Bill Gates of Microsoft, usually described as 'one of the richest men in the world' after giving billions of dollars to good causes, was in London yesterday. In a set speech, he said that if Britain decides to reduce its foreign aid budget, people will die who would not die if the aid had been continued. That statement can be taken at face value, in respect of the unknowable proportion of the aid budget that gets through the web of exploitative contractors and venial bureaucrats and actually gets to where it is needed. If the total DfID budget was reduced, and the leakage from the system was reduced also, the same amount of good could be done for less.

Meanwhile, within the United Kingdom, lives are being lost and curtailed by the combined impact of actual cuts and of underfunding in the National Health Service. As long as the total expenditure of government is limited [as it always must be] some of the choices that parliament makes, under tutelage of the government, will result is some people being relatively advantaged to the cost of others.
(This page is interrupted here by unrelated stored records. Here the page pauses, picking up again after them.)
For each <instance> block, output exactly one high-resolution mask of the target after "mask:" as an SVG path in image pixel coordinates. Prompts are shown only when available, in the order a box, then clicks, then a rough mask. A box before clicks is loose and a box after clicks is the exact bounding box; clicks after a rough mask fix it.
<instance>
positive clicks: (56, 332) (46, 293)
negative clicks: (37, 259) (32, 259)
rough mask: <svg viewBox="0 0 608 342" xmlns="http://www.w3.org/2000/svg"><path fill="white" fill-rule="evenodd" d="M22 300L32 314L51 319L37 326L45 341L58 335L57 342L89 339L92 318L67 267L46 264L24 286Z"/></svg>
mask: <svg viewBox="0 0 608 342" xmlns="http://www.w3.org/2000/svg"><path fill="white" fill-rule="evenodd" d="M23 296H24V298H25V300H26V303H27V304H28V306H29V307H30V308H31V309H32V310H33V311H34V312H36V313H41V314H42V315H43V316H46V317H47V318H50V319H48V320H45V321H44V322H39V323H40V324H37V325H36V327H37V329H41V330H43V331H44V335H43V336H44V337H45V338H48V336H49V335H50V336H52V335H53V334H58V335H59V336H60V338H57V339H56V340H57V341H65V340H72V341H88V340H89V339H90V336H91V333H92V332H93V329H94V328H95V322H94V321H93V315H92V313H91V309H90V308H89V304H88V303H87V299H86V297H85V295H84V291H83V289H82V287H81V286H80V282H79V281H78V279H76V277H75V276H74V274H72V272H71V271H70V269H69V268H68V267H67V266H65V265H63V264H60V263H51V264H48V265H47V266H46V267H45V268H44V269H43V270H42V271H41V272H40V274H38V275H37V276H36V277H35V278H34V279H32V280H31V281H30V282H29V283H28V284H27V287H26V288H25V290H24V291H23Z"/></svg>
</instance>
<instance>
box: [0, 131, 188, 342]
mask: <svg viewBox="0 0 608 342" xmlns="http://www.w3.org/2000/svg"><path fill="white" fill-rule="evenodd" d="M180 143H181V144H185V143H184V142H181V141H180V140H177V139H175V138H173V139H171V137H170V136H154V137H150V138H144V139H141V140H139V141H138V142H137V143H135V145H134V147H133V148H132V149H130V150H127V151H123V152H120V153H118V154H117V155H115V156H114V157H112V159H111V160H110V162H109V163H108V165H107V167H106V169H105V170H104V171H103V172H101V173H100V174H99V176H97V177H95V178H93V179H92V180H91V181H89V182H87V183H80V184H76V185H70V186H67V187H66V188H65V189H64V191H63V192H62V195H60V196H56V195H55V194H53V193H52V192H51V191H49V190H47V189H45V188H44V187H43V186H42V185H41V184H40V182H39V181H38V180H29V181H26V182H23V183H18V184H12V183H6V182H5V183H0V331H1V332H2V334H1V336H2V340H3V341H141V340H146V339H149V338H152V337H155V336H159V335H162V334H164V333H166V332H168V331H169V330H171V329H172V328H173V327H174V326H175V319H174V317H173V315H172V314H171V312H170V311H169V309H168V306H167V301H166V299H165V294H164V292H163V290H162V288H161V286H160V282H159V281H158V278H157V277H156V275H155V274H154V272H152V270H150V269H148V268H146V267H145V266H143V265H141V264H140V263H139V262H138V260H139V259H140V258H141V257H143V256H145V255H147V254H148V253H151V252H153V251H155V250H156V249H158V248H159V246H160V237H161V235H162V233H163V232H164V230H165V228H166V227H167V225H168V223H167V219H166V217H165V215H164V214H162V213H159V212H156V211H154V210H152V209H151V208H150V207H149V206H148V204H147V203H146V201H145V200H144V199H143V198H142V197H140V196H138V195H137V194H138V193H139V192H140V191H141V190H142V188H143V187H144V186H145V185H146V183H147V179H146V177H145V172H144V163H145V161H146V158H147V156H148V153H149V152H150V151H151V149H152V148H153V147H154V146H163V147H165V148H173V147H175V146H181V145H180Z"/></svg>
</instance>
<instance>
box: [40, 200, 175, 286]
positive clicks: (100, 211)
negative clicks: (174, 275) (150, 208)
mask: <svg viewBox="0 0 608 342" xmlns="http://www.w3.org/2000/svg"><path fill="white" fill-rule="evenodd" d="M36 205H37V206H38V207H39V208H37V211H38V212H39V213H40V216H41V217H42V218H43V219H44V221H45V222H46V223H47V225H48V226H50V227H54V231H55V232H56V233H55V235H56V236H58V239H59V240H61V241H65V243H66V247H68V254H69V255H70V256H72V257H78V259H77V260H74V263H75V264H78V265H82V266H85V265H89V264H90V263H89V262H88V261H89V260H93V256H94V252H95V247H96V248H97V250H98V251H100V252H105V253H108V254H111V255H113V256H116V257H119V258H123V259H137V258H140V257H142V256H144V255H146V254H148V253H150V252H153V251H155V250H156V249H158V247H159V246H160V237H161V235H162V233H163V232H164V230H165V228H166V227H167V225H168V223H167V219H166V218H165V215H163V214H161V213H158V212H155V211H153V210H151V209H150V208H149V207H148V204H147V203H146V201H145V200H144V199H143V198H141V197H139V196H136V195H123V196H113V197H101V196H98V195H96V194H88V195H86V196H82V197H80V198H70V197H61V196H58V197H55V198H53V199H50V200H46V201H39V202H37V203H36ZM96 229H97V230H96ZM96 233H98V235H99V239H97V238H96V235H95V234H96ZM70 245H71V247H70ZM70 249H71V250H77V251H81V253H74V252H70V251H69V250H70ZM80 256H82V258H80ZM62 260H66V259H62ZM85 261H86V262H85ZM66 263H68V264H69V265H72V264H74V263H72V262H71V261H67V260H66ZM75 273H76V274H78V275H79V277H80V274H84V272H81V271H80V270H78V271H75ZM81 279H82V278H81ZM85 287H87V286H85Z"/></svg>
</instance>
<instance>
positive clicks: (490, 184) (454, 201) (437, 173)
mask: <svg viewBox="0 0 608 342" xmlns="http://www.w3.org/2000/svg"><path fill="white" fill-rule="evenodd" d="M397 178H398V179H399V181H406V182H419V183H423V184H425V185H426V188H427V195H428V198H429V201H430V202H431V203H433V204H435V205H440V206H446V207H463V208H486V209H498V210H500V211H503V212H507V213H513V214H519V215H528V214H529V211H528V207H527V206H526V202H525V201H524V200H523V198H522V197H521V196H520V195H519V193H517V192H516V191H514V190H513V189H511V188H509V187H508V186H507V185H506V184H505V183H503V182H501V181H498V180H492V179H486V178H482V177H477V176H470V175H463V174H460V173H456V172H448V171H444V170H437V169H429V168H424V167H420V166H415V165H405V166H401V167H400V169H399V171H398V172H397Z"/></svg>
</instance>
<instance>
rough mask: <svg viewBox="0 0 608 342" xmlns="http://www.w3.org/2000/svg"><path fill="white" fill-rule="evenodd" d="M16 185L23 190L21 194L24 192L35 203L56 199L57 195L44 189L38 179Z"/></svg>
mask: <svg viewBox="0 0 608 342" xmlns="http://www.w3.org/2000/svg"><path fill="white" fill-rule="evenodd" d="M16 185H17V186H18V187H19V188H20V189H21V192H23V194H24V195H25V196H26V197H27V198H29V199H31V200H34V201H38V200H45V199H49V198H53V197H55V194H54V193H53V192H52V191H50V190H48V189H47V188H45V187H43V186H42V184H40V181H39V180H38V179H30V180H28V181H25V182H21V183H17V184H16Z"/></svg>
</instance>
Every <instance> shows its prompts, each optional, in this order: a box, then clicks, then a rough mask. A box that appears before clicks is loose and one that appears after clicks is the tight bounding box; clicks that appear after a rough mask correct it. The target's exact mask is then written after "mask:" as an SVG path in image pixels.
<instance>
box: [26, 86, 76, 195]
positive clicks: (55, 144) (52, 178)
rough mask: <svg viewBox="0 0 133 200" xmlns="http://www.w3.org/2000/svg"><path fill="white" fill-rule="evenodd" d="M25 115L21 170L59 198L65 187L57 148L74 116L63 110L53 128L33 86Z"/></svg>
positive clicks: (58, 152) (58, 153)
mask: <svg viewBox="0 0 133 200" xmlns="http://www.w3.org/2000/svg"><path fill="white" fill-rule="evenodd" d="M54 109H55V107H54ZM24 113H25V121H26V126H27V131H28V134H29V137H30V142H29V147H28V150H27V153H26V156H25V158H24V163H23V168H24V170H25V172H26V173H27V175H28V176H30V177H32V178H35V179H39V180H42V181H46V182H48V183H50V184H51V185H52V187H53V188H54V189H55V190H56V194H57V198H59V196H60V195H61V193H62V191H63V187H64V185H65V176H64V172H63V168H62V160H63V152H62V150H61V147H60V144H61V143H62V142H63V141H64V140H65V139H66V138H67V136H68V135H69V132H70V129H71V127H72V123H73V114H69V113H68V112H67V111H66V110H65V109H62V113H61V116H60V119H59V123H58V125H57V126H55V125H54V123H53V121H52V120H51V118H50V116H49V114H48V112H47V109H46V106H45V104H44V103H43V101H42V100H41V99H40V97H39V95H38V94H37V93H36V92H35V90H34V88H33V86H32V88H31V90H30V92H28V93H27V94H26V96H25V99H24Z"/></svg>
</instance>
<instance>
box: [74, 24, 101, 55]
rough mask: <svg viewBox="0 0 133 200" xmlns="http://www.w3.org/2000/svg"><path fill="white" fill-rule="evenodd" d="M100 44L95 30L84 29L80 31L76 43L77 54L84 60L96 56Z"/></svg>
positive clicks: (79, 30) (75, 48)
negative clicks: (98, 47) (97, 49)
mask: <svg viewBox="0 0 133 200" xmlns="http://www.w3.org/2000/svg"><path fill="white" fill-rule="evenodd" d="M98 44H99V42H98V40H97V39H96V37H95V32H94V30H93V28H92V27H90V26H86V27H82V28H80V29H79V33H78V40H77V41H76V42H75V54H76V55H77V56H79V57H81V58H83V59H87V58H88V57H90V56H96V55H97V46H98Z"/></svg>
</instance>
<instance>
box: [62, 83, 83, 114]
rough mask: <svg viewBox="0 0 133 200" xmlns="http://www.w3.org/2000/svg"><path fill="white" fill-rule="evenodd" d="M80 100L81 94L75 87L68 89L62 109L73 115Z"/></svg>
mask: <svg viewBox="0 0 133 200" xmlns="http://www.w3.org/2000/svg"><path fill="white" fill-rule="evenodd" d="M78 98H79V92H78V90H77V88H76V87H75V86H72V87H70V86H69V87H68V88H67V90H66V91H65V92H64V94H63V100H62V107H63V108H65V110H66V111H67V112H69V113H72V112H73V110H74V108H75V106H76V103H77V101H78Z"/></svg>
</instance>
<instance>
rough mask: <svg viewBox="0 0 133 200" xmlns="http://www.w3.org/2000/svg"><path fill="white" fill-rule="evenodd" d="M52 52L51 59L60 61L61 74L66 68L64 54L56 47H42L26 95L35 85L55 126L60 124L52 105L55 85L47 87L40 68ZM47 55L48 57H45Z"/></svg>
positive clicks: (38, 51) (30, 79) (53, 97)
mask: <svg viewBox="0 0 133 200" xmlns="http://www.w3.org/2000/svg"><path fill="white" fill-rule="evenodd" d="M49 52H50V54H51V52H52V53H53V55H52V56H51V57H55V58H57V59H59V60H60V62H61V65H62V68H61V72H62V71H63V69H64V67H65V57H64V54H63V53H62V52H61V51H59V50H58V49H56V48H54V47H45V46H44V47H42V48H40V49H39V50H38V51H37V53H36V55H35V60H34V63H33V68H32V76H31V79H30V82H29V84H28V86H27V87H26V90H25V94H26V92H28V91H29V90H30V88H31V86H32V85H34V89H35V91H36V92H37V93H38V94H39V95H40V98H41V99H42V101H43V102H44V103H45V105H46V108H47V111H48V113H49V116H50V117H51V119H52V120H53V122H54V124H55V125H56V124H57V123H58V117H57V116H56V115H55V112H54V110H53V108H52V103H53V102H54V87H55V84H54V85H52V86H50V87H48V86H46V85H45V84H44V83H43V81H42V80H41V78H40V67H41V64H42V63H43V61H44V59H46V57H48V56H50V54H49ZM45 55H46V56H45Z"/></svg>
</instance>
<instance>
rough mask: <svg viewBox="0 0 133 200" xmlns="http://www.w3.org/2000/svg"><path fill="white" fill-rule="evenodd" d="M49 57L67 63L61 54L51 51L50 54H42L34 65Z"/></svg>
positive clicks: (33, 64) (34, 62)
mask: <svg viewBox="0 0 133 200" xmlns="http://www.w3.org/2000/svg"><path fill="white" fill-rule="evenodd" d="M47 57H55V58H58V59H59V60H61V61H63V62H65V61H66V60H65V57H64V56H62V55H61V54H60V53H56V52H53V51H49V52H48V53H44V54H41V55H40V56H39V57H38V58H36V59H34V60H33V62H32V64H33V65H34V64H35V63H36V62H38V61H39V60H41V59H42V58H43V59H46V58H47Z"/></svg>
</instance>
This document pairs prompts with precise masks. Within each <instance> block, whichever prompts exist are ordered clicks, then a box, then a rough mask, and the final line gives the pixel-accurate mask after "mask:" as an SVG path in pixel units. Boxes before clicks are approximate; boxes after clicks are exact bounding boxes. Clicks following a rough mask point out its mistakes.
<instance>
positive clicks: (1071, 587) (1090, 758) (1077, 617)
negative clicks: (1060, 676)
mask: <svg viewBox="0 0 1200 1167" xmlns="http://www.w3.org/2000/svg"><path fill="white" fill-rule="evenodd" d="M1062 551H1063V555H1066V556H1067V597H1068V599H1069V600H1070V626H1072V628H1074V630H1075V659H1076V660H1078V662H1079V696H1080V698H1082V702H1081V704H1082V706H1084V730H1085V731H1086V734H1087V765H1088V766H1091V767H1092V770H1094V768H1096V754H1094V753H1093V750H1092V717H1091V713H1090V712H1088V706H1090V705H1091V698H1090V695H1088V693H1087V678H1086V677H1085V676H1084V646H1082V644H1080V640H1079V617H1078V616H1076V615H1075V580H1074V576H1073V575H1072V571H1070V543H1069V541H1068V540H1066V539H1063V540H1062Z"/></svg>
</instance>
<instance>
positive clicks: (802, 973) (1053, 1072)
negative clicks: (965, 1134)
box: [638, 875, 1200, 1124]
The British economy, and its tolerance of taxation and other tolls taken by the government, are not large enough to fund all the good causes that the most beneficent citizens might be willing collectively to finance in an ideal world. I have repeatedly pointed out, that supposed 'economic growth' is no guide at all to the health of the system. 'Growth' merely records the notional amount of money that was turned over in one year [or month, or day] within the whole economy, compared to a previous period of the same length. Therefore 'strong growth' can be reported by an economy where more and more spending in successive periods is financed by consumers' borrowing to buy imported goods. If such an economy also sells control of its businesses to foreigners, who thereafter draw some or all of those firms' profits into their foreign bank accounts, the funds available to expand and to maintain the resources for production within the economy are reduced. So in successive years the balance of payments deficit increases, putting still more resources into foreign hands to be used for lending to the government [which thereafter will have to pay interest to the foreign holders of government debt], and into foreign hands to buy more indigenous companies. Far from being strengthened by a relatively high rate of 'growth', compared to other countries' data, an economy can massively be weakened as it appears to be 'growing strongly'.

This explains the apparent paradox by which George Osborne could spend his six years as Chancellor of the Exchequer boasting about the economy 'growing' more quickly than most others among the once-industrial countries, while he demanded cuts in real-terms government expenditure on all fronts. He talked a lot about 'inward investment', which meant the sale of assets to aliens. He talked about a 'march of the makers' [expansion of material production] that never happened. He deplored the low rate of 'productivity' in the system - the calculated average output of workers in various sectors of the economy, set against the cost of employing them - but he did nothing about it. As Britain's material output declined, thousands of 'zombie companies' remained in existence, with disastrously low productivity, simply so that banks that had lent money to them did not have to foreclose on the debt and thus increase the total of losses that the banking sector had to report; while this chicanery kept a lot of non-viable jobs in the employment statistics. As Osborne's policies made the country poorer and nastier, he retained the air of a master of the universe.

The announcement of a General Election yesterday was followed by the news that Osborne would stand down from parliament. This was the trigger for interviews in which his indefeasible complacency and self-satisfaction were unabashed. His successor at the Treasury has followed his policies, and will do so if he remains in office after the election. That means that government cuts will continue as the weakness of the economy becomes more apparent: thus the government's choices between British and foreign deaths will be more apparent. The deaths will continue to be chargeable to HM Government.